A Python-based wine recommender system that uses 3 different data sources to obtain user ratings on wines (i.e. scores and comments) along with wine attribute data (such as wine name, vintage, primary grape varietal, region/appellation and price). Different ML recommendation engines were generated through the use of item-user similarity models and numerous matrix factorization models. The models were built and evaluated by using the GraphLab Create machine learning framework.
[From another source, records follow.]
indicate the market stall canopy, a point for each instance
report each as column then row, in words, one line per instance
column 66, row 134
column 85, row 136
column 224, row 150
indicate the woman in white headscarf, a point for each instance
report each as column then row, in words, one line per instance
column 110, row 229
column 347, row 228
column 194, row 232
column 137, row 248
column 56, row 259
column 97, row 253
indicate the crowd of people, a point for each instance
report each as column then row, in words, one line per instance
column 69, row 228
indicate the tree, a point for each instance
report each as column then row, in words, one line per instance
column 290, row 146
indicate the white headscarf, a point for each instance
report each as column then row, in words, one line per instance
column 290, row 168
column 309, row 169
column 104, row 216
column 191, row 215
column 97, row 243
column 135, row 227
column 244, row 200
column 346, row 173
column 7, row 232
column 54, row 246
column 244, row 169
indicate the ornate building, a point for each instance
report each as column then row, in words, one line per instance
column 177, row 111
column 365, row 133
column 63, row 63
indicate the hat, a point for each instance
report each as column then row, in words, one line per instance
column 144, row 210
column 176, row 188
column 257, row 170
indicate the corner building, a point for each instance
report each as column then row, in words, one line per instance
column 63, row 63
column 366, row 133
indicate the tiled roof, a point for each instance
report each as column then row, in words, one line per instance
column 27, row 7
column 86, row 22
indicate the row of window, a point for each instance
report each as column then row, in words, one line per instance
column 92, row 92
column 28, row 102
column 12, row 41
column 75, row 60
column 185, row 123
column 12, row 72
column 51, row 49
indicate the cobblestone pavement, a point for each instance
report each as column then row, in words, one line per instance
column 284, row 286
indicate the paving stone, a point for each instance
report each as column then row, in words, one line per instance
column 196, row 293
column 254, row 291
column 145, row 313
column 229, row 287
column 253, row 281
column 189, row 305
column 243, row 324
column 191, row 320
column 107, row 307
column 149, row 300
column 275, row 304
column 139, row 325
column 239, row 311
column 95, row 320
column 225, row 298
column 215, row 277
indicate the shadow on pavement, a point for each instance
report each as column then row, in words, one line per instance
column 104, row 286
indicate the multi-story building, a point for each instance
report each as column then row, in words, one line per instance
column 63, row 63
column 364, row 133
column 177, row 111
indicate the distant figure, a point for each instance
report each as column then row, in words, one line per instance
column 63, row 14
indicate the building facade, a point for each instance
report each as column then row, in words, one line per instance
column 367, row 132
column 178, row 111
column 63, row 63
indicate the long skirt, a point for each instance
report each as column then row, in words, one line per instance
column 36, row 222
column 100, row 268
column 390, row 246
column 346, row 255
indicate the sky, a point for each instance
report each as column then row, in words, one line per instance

Phase Two of the project will involve enhancing the recommender through the use of Google's Natural Language APIs to extract text comments from the user wine reviews and perform sentiment analysis. The hope is that this will further enhance the quality of the recommendations.
-
scrapers:
contains the different scripts that were used for scraping the target web-sites. Primary tools used included: Selenium, Tor and Beautiful Soup. -
clean_eda:
contains scripts used for data cleaning and analysis. Primary tools used included: Pandas, Regex and Matplotlib. -
recommenders:
contains scripts used for generating the different recommendation models. Primary tools used included: GraphLab Create. -
sentiment_analysis:
contains scripts used for performing sentiment analysis. Primary tools used included: Watson Alchemy Sentiment Analysis API.
The Perfect Pour Overview PDF file contains charts that provide a short overview of the project.